During the English Civil War Cardiff Castle was initially taken by a parliamentary force, but was regained by Royalist supporters in 1645. When fighting broke out again in 1648, a Royalist army attacked Cardiff in a bid to regain the castle, leading to the battle of St Fagans just outside the city. Cardiff Castle escaped potential destruction by Parliament after the war and was instead garrisoned to protect against a possible Scottish invasion.
After this the castles military importance declined and the castle changed hands a number of times as a personal residence for various families. The last private owner of the castle died in 1947 the castle was given to the city of Cardiff and is open today as a tourist attraction.
The castle is thought to be haunted throughout, with no particular hot spot for the paranormal activity.
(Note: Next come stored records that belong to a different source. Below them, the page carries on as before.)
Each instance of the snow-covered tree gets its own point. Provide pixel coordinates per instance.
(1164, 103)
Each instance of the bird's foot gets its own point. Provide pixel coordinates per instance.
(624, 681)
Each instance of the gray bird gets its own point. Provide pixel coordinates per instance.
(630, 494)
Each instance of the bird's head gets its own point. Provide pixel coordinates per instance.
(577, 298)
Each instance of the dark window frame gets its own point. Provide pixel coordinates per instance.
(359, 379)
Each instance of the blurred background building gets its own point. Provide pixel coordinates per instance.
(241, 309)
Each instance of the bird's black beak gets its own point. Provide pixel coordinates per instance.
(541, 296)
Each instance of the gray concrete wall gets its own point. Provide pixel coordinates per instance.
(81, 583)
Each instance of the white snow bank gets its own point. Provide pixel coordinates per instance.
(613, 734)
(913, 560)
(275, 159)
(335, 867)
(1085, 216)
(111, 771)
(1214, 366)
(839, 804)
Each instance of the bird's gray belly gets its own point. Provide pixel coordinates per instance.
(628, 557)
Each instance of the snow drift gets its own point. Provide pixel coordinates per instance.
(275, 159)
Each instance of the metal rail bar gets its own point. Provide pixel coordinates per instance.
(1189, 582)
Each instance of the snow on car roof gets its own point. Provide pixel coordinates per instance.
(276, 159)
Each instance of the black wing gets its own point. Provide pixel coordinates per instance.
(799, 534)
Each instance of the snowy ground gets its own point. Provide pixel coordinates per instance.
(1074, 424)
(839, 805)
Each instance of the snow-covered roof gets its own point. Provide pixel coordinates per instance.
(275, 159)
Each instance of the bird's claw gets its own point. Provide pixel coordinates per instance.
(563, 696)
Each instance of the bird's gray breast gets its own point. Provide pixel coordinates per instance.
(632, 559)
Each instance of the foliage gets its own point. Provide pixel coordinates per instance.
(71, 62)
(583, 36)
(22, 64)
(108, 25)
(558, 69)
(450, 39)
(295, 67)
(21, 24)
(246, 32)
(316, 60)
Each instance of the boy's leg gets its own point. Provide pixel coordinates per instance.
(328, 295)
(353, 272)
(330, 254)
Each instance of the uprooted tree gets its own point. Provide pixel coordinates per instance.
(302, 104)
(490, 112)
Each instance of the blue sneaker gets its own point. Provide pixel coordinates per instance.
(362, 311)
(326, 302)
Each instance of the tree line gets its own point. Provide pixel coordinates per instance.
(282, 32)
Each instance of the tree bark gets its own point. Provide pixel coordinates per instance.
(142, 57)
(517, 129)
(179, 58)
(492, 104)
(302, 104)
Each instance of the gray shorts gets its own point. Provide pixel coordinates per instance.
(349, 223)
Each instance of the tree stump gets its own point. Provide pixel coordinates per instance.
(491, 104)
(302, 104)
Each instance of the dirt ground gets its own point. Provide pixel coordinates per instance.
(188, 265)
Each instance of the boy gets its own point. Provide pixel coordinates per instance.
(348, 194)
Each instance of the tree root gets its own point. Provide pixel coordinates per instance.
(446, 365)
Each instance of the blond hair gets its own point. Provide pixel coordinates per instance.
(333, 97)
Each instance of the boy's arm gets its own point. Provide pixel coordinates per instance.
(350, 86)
One particularly interesting tale from the castle is that of ghostly horse and carriage, which people have claimed to have seen driving up Cowbridge road east to the gates of the castle, with some people claiming they have even seen it within the castle walls.
The stockroom is also home to poltergeist activity, with items within the room being moved round or even thrown from one side to another right in-front of staff. People have also claimed to have seen a face-less apparition within this room which appears as a grayish mist in the shape of a person but with no facial features.
The dinging hall also has an interesting story behind it which occurs at 3:45am every morning. The heavy oak doors leading into the room are said to fly open, as if someone of great strength has just barged through them, even if the doors are locked. This is most likely just a camp fire story though as visitors to the castle are not allowed inside at such a time and this story would also be very easy to prove one way or another.
The only identified ghost at the castle is thought to be that of the 2nd Marquess of Bute who died in 1848. He is said to start in the library and then walk through several walls including passing straight through the chapel to a joining room were he is said to have died. He has been described as being a tall shadowy figure wearing a long red tinted cloak.
As for other paranormal activity at the castle there are all the usual bumps and knocks and whispers from empty areas but I've generally found that any place which is said to be haunted will have someone at some point make these types of usual claims.